JERSUALEM — Israel is now embroiled in a multi-front war, one week after it launched airstrikes alongside the United States targeting Iran. The Israel Defense Forces have been carrying out airstrikes on Iran as well as striking at Hezbollah, an Iranian-backed militant group in Lebanon. 

But experts and analysts consulted by Breaking Defense believe that the IDF should be able to handle both the Iran and Lebanese campaigns, as Israel has long labored under the assumption that a multi-front conflict was inevitable. 

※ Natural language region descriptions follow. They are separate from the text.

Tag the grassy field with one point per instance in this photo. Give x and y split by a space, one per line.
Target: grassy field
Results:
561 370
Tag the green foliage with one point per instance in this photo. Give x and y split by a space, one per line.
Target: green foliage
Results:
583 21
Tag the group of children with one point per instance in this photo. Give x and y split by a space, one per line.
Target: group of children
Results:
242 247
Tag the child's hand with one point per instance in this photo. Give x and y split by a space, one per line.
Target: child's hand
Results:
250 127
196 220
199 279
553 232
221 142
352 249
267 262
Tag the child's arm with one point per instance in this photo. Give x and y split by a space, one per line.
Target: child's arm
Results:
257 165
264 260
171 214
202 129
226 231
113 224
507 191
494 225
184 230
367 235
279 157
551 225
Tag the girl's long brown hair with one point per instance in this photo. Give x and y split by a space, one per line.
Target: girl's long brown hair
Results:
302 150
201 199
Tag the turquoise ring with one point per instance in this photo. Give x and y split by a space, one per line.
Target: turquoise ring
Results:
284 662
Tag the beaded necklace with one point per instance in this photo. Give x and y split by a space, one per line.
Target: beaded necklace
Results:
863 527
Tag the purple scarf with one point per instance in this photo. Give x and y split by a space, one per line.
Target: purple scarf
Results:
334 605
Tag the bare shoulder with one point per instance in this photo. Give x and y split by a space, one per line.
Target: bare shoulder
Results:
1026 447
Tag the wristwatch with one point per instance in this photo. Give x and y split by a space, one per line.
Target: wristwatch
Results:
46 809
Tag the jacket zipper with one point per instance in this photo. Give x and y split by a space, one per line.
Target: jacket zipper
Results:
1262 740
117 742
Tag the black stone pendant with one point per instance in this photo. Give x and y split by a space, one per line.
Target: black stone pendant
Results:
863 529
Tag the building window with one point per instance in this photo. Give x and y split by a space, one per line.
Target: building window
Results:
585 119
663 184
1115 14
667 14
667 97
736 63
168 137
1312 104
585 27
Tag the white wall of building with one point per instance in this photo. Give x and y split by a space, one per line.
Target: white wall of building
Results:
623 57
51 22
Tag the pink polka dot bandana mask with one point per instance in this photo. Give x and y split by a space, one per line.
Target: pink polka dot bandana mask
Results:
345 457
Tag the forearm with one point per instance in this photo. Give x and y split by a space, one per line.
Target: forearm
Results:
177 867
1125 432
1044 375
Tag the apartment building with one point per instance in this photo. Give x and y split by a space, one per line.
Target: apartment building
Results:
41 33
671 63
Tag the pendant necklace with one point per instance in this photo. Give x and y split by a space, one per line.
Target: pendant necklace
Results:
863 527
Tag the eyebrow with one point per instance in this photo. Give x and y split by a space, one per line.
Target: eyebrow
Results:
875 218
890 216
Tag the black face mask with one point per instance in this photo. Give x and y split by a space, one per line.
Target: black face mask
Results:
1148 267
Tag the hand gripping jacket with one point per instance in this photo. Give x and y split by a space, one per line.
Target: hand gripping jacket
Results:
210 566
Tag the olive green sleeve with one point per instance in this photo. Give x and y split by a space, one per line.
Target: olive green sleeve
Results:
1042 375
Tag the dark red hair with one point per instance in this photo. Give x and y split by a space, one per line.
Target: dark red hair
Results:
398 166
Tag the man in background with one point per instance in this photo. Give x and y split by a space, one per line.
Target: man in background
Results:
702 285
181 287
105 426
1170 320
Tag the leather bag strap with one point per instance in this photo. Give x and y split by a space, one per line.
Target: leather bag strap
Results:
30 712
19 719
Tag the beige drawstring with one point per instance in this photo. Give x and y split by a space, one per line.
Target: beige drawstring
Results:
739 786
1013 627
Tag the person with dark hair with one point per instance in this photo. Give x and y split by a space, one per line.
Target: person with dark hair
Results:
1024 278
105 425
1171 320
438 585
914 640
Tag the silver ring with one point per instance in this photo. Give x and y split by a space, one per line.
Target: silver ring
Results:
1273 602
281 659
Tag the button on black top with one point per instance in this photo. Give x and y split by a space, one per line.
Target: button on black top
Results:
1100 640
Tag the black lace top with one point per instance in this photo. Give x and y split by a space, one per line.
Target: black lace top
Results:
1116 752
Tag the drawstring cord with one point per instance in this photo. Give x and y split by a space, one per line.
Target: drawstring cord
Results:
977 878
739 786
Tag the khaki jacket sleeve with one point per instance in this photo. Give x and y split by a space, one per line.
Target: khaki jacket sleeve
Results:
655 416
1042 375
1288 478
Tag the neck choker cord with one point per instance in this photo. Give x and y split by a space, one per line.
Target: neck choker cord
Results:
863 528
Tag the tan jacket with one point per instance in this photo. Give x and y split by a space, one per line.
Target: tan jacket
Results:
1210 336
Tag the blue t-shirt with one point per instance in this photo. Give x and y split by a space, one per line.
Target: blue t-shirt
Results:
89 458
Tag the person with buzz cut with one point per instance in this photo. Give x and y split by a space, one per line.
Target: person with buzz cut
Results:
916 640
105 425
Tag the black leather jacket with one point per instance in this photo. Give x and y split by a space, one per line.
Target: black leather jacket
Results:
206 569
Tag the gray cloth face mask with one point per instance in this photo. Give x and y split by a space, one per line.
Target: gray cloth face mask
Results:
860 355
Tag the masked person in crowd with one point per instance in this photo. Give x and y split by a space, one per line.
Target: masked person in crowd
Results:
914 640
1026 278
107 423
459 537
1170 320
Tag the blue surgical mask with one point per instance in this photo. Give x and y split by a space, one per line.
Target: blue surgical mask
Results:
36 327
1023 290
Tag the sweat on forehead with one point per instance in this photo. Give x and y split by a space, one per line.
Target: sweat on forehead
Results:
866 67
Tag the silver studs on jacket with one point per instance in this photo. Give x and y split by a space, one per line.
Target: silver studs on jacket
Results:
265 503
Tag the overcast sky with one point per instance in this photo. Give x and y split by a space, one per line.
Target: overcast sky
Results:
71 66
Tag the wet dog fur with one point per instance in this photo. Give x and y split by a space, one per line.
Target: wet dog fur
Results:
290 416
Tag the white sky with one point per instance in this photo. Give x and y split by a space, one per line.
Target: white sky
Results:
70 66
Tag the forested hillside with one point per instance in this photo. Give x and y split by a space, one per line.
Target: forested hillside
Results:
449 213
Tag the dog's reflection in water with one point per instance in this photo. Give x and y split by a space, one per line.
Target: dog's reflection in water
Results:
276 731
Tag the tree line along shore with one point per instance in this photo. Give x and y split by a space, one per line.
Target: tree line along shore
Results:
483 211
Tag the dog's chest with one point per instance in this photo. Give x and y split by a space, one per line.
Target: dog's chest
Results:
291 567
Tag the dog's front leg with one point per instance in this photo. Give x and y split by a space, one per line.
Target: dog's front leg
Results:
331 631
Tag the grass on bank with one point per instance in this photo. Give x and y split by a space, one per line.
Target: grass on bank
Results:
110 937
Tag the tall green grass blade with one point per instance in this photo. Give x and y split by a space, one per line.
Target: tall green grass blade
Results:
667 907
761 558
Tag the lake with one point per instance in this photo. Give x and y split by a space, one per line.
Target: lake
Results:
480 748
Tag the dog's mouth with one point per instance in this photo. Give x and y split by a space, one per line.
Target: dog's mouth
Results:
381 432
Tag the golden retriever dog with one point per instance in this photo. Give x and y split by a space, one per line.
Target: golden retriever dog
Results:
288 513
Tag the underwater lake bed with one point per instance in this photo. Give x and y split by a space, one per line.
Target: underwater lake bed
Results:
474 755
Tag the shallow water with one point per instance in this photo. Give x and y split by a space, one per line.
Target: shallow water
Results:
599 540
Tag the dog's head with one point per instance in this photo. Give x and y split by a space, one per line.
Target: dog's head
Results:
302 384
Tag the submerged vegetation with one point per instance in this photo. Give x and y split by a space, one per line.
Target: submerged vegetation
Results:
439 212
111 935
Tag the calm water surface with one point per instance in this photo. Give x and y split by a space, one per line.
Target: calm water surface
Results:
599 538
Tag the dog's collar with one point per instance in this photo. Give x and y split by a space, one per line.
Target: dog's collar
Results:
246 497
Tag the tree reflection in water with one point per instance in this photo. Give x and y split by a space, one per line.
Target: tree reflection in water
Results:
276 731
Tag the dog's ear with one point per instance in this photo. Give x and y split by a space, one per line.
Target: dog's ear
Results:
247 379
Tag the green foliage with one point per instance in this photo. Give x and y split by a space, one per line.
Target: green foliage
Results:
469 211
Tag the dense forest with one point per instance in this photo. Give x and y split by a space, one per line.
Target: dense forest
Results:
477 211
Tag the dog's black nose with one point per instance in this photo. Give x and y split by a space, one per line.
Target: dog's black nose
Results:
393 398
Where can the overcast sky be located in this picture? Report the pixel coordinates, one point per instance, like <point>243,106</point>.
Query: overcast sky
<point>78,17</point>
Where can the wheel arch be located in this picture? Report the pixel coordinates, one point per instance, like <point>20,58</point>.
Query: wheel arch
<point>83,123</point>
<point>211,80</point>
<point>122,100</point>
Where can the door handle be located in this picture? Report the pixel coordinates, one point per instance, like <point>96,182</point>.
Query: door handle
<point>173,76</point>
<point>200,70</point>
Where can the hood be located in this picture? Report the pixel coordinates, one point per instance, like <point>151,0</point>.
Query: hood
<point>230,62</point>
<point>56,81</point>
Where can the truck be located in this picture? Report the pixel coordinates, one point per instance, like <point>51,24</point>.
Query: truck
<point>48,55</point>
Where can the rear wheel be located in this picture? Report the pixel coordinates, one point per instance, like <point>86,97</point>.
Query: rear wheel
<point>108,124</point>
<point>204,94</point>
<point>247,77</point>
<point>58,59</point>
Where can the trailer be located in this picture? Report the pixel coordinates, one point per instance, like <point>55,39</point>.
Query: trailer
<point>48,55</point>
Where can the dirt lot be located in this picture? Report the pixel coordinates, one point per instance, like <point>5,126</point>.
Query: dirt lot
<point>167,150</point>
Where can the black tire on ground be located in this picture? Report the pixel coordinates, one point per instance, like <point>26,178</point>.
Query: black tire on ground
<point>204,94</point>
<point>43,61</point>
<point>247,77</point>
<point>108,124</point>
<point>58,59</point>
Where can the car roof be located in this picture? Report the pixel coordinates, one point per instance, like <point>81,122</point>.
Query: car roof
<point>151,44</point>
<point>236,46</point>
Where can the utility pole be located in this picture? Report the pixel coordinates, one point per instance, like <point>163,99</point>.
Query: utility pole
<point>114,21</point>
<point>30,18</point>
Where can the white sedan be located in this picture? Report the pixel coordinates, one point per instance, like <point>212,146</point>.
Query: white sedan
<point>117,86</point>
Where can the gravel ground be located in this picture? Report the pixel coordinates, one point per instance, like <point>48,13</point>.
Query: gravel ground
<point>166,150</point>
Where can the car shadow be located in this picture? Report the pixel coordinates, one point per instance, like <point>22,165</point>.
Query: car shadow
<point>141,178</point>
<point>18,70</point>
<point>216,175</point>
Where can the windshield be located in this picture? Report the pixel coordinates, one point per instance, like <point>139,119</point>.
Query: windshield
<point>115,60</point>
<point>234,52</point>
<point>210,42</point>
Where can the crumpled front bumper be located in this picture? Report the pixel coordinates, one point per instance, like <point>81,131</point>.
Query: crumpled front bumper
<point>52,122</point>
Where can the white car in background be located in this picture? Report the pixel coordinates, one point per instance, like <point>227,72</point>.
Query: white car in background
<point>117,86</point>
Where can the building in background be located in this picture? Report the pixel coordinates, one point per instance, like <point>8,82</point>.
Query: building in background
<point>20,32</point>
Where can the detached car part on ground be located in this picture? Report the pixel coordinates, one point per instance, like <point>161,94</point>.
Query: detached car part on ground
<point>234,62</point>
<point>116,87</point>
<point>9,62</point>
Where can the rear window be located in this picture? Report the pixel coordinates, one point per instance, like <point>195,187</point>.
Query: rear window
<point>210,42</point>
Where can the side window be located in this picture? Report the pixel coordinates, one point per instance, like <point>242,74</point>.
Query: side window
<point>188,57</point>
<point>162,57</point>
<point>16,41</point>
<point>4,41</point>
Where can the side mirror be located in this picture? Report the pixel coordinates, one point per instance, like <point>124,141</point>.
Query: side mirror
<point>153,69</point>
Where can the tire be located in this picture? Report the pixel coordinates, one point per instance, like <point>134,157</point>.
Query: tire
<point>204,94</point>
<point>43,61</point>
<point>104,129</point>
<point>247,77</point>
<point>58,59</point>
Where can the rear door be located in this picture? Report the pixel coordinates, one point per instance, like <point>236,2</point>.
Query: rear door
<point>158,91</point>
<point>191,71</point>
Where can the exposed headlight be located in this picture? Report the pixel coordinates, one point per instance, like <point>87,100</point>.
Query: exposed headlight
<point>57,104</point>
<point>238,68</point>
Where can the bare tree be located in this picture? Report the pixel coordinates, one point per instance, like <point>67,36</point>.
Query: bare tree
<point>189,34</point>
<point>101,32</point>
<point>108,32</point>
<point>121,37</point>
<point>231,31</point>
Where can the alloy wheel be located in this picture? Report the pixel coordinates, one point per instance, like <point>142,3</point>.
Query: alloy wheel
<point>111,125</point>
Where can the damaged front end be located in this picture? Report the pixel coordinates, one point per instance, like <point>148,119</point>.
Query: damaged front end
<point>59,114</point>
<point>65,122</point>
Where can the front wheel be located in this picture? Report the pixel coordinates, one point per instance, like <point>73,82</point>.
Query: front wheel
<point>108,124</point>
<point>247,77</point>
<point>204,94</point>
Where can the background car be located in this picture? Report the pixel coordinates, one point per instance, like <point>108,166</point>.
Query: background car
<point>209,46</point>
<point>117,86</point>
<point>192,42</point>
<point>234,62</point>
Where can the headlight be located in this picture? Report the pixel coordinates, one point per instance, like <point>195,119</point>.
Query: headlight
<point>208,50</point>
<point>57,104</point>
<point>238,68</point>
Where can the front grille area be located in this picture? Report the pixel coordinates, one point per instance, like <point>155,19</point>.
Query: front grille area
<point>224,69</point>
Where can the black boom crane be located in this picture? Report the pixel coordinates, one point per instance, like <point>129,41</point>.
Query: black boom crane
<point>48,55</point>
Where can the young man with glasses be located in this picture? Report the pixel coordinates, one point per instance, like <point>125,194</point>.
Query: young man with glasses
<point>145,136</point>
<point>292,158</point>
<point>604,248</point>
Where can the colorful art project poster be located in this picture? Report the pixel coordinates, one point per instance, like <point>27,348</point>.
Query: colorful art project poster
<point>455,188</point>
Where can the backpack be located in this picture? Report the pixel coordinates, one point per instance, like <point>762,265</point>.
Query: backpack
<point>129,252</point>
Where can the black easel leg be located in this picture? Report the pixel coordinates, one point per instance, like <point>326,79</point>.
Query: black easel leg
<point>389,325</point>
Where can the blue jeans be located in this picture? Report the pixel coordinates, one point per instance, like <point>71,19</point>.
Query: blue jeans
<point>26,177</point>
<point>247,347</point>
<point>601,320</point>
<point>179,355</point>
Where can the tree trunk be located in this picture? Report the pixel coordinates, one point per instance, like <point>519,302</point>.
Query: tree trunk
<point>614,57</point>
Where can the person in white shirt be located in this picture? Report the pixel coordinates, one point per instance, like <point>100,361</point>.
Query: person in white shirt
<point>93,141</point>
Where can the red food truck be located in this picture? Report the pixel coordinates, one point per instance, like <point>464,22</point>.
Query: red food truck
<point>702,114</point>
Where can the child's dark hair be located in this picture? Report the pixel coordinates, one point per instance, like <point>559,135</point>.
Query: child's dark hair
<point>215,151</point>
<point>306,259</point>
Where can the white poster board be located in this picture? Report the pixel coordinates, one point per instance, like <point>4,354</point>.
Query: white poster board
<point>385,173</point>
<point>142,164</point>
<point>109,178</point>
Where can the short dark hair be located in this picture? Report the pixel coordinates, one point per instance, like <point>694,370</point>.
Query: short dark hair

“The understanding in the IDF always was that in a war with Iran, Hezbollah would be involved,” says Yaakov Katz, author of “Shadow Strike,” a book about Israel’s raid on Syria’s nuclear program, and a fellow at the Jewish People Policy Institute. “This has long been drilled and prepared for and is playing out now.”

On March 2, the IDF launched strikes on Hezbollah in Lebanon after the Iranian-backed group launched rockets at Israel. On March 8, Israel’s Chief of Staff Lt. Gen. Eyal Zamir warned that Israel must be prepared for the fighting to take “considerable time,” and since then the IDF has expanded the operations, warning residents of southern Beirut to evacuate.

But while there have already been casualties in the Lebanese offensive — there have been reportedly several Israeli soldiers wounded and two soldiers killed — the analysts noted that the differences between Iran and Lebanon mean different levels of operation.

The IDF March 8 said that it has used around 820 munitions in Lebanon so far and eliminated 190 Hezbollah members. In contrast, the IDF said that in the first four days of conflict over Iran, it had used 5,000 munitions in strikes on Iran. 

Sarit Zehavi, a former officer in the IDF and the founder and president of Alma Research and Education Center, noted the differences in the battlefields means the same kind of assets aren’t being stretched between the two theaters. In particular, the IDF is doing a ground operation focused on border security as opposed to long-range air operations in Iran. 

“I don’t think anybody is surprised and that’s why I don’t think it’s too much [for the IDF],” she said.

Noted Katz, “Hezbollah has been severely weakened since the last war and therefore will have a hard time doing real damage to Israel. The IDF can also fight on two fronts at the same time since, in Iran, the focus is on the air while in Lebanon it can be on the air war but also on the ground.”

Eric Mandel, the founder and director of the Middle East Political Information Network (MEPIN), noted that “Israel’s northern air defense architecture; Iron Dome and the emerging Iron Beam laser system, is purpose-built for that theater of war, and less critical against Iranian projectiles.” Hence, he said, “the combined weight of American and Israeli forces and weapons systems against Iran allows Israel to redirect aerial power northward when needed.”

Given the way Hezbollah has been degraded over time, the threat on Israel seems less acute than that from Iran. Hence, Tehran will likely remain the primary focus for the IDF — with Elizabeth Tsurkov, a senior non-resident fellow at the DC-based New Lines Institute for Strategy and Policy, predicting that “Once the war with Iran wraps up, Israel may seek to expand operations inside Lebanon to destroy Hezbollah capabilities and also to force a new ceasefire deal.”

“This is a window of opportunity, one with no American restraint, allowing Israel to profoundly degrade Hezbollah’s capabilities,” Mandel said.